Building in Arkansas, US

The Baxter County Courthouse is a courthouse in Mountain Home, Arkansas, United States, the county seat of Baxter County, built in 1941. It was listed on the National Register of Historic Places in 1995. The building replaced another courthouse on the same site which was deemed unsafe in 1939.

==History==

Baxter County was established on March 24, 1873 by the Arkansas General Assembly from parts of four neighboring counties. The county seat was established at Mountain Home, which was a community atop a plateau between the North Fork River and White River. County government initially inhabited the Jacob Wolf House in Norfork. Today, the structure is the oldest standing county courthouse in Arkansas, built in 1811.
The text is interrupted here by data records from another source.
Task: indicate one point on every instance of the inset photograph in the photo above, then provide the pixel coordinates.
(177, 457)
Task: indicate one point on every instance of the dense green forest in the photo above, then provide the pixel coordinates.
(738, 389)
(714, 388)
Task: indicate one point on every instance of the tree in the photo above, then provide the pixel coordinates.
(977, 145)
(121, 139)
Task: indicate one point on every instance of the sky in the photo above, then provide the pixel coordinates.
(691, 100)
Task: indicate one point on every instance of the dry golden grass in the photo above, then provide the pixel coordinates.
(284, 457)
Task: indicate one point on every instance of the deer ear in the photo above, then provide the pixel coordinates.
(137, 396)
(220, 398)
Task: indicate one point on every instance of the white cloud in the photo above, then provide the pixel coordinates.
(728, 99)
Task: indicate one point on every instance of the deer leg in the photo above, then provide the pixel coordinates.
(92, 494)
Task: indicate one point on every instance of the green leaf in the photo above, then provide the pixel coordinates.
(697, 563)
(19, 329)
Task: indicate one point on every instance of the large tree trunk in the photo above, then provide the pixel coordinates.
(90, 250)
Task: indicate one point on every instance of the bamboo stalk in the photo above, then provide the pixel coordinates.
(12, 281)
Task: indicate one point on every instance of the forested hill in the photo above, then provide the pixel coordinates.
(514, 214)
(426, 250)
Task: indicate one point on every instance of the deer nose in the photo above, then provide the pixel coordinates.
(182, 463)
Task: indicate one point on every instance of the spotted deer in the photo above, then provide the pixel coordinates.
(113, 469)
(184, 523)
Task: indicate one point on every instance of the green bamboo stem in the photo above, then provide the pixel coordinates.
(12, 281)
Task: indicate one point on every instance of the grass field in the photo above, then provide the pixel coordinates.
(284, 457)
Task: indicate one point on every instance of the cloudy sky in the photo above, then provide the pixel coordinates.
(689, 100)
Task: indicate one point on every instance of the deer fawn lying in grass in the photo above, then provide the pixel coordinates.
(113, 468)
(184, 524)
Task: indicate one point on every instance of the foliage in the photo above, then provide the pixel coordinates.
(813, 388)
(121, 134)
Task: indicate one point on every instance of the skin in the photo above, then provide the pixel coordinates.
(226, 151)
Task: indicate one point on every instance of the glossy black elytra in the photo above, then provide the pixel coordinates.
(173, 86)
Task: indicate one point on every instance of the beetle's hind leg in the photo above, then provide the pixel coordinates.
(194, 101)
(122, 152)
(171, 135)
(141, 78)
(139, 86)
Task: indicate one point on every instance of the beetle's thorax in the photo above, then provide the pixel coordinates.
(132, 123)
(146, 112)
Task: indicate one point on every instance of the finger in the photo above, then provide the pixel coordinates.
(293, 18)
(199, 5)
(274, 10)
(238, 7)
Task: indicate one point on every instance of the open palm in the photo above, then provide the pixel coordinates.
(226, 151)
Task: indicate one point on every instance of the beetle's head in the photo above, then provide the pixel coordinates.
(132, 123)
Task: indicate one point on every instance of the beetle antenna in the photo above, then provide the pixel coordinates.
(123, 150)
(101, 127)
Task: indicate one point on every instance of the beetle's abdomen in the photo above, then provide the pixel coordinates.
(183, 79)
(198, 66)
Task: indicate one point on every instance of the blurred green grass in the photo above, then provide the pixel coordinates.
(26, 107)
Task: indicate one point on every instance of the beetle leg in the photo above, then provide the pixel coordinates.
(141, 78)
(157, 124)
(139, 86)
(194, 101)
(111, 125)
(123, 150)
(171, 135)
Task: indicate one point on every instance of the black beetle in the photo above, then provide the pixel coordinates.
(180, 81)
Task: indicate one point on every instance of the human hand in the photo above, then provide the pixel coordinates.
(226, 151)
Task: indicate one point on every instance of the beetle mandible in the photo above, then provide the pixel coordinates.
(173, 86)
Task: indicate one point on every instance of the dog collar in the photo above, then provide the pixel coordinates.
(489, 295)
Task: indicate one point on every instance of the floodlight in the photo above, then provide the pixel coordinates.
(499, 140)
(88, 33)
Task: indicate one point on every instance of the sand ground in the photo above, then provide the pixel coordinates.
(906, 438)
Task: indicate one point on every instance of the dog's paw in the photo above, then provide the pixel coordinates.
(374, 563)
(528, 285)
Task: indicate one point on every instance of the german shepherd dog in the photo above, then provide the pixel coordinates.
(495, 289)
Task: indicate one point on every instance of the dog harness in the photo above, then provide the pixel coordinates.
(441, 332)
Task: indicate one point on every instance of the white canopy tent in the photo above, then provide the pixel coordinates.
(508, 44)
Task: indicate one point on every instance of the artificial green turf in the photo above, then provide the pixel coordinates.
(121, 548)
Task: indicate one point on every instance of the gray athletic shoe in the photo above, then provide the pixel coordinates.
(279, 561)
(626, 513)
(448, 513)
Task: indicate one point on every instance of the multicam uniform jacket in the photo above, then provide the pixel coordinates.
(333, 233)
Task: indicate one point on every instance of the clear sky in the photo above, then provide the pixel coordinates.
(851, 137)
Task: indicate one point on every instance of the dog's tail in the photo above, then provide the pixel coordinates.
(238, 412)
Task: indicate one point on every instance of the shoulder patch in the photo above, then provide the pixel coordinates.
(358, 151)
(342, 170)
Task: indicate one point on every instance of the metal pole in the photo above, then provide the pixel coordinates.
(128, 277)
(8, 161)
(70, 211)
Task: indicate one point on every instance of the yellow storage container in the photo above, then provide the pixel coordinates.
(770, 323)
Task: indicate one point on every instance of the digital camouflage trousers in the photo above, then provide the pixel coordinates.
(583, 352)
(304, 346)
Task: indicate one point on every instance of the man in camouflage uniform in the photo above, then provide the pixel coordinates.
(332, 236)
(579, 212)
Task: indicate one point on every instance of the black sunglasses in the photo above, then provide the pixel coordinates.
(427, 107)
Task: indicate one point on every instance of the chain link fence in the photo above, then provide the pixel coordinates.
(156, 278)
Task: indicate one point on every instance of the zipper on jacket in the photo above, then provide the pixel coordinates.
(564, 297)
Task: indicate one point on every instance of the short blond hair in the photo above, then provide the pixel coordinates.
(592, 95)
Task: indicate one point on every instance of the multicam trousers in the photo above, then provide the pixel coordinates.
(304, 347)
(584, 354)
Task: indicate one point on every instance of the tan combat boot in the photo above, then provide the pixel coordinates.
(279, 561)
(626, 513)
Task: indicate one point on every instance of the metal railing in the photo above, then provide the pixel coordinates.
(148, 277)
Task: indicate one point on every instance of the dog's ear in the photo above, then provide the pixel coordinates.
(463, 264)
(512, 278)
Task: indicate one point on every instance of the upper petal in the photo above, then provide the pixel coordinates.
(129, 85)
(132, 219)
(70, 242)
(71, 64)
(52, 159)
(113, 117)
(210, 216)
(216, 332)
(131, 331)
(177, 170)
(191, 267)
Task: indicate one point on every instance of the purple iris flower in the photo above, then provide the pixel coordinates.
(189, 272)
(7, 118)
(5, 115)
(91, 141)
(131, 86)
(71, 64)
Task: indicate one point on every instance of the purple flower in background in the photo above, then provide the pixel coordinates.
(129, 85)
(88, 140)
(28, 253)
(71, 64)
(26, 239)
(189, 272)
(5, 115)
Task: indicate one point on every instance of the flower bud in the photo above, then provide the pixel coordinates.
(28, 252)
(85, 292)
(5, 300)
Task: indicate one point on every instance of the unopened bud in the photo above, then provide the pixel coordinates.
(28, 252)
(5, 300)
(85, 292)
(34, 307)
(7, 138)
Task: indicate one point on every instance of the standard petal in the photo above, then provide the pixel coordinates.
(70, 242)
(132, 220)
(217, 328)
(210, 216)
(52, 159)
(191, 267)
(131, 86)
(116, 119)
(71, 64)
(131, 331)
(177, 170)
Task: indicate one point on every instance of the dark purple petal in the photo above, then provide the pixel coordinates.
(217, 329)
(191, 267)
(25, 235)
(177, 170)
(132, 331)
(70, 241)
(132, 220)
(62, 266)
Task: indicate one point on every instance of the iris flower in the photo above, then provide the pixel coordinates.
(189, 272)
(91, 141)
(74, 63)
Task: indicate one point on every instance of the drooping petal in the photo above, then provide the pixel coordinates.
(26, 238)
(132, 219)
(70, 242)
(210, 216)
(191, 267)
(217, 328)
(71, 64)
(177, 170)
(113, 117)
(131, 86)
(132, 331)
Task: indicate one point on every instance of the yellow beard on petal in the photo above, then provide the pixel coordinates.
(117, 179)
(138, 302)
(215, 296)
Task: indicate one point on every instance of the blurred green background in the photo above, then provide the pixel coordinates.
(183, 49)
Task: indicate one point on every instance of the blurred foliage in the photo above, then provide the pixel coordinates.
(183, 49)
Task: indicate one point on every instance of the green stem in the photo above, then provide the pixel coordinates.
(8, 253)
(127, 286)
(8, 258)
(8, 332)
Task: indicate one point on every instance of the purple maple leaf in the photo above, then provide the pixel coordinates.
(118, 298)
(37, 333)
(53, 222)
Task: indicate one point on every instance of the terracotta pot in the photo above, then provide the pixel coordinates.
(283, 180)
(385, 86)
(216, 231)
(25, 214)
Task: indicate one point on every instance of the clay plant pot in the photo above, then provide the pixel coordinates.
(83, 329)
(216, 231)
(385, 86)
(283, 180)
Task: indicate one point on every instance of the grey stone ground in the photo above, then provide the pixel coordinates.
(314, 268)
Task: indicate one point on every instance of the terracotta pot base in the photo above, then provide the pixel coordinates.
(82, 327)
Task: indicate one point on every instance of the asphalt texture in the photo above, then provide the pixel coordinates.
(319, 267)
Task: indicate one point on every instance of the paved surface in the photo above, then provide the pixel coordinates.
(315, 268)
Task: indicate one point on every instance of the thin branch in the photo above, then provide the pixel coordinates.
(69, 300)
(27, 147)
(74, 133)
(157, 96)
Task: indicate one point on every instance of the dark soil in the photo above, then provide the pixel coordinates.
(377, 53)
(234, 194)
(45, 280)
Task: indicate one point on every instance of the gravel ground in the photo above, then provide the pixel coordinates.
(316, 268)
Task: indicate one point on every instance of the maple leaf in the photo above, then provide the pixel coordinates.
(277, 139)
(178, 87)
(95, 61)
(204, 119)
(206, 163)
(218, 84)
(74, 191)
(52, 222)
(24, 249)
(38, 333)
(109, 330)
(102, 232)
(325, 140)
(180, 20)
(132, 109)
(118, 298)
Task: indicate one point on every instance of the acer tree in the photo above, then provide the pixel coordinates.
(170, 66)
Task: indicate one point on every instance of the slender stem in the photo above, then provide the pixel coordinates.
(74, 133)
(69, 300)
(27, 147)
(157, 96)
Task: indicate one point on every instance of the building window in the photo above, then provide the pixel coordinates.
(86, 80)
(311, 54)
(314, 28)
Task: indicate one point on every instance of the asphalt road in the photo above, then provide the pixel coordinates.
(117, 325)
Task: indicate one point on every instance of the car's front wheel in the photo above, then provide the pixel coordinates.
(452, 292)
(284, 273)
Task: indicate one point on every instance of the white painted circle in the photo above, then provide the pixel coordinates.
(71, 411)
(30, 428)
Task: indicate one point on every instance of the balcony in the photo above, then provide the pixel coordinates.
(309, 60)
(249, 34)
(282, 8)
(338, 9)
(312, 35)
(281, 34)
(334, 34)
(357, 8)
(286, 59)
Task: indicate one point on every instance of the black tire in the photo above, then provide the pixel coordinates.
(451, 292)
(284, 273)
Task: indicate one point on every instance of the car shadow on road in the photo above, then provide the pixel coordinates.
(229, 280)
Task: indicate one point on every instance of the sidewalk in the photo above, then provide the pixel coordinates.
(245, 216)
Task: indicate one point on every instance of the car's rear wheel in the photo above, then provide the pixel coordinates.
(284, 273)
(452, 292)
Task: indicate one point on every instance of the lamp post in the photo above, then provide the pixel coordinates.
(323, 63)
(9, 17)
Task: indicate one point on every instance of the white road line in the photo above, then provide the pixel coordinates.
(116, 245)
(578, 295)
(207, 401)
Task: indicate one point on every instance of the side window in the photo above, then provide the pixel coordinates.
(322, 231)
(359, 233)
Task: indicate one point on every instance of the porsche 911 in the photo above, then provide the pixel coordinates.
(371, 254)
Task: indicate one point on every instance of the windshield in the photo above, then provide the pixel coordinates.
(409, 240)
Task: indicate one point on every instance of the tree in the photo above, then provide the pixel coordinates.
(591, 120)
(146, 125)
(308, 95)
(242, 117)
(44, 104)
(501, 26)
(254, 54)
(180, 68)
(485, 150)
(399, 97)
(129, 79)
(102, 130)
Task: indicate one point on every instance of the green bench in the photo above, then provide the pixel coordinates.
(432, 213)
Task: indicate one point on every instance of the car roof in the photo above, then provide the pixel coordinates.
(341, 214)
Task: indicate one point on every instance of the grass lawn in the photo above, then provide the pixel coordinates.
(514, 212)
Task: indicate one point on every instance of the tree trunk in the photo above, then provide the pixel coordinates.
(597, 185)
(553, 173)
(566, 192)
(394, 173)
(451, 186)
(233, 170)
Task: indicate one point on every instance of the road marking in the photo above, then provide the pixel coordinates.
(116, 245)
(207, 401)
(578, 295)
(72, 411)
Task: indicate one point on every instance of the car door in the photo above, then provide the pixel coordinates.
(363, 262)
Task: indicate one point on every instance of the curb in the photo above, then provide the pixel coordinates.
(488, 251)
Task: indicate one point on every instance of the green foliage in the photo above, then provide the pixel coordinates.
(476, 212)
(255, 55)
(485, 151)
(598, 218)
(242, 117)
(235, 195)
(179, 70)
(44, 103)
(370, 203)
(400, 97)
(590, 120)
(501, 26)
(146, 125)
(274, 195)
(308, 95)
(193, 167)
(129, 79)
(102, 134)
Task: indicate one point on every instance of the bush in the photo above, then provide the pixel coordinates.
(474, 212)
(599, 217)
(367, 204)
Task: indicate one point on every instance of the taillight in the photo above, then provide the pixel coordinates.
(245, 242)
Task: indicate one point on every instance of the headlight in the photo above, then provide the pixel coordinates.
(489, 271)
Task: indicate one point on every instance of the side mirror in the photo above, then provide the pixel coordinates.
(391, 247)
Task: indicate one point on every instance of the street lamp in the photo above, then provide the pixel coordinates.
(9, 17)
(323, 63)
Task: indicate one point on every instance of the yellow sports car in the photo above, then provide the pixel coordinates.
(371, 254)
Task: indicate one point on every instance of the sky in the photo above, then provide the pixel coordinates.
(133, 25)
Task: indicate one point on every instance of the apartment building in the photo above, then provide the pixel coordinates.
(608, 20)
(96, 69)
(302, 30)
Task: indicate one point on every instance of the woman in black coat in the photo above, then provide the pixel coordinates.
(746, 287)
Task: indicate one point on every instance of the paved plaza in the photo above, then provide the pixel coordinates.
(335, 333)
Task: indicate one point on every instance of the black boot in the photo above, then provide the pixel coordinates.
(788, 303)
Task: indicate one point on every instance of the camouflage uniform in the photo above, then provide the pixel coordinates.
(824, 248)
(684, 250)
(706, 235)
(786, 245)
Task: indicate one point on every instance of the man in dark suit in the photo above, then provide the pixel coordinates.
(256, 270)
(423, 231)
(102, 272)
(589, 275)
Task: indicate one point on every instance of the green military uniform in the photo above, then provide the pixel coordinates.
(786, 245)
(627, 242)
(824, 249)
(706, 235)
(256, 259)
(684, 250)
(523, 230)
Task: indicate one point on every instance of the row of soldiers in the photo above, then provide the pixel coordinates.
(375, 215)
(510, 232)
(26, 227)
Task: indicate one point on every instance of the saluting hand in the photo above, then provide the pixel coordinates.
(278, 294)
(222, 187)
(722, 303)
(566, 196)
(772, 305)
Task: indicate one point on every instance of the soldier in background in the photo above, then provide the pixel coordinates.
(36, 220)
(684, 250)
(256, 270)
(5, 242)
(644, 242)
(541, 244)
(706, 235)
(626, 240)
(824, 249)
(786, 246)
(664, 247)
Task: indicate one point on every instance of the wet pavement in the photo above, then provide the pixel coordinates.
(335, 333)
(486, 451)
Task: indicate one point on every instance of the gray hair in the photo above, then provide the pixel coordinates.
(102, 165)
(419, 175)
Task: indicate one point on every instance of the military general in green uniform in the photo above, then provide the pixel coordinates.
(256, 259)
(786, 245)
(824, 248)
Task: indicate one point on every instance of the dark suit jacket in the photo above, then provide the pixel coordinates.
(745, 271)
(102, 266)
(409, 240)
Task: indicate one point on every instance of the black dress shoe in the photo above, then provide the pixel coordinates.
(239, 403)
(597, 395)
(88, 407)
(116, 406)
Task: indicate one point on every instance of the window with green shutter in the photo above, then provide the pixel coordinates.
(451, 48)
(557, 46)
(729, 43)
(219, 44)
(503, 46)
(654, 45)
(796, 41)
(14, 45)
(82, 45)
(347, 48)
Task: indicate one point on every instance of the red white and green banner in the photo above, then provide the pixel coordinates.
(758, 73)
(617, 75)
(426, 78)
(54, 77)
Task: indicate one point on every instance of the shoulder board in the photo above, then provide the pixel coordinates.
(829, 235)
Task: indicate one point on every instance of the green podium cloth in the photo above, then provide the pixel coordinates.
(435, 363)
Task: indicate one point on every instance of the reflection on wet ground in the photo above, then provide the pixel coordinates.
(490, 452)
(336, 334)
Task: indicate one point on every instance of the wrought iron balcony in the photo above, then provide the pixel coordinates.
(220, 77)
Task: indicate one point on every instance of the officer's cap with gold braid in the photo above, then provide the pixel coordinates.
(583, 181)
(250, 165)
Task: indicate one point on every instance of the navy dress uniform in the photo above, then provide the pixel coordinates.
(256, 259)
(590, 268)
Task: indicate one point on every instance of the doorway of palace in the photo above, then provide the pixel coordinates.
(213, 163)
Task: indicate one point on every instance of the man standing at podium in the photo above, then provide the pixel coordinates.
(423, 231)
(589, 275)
===Building the courthouse===
County Judge R. M. Ruthven declared the county courthouse to be unsafe and too small for county needs in 1939. Ruthven was instrumental in the construction of the Cotter Bridge in Baxter County which opened the area to commerce in 1928. The courthouse was expanded from two to three stories as a method to keep the county seat in Mountain Home in response to a 1912 state law which kept county seats from moving out of three story buildings. Ruthven acquired the services of T. Ewing Shelton, an architect from Fayetteville, Arkansas to draft plans for a new courthouse. The plans were received and approved by voters, despite protests by Gassville and Cotter residents who wanted the county seat relocated to their cities with greater populations.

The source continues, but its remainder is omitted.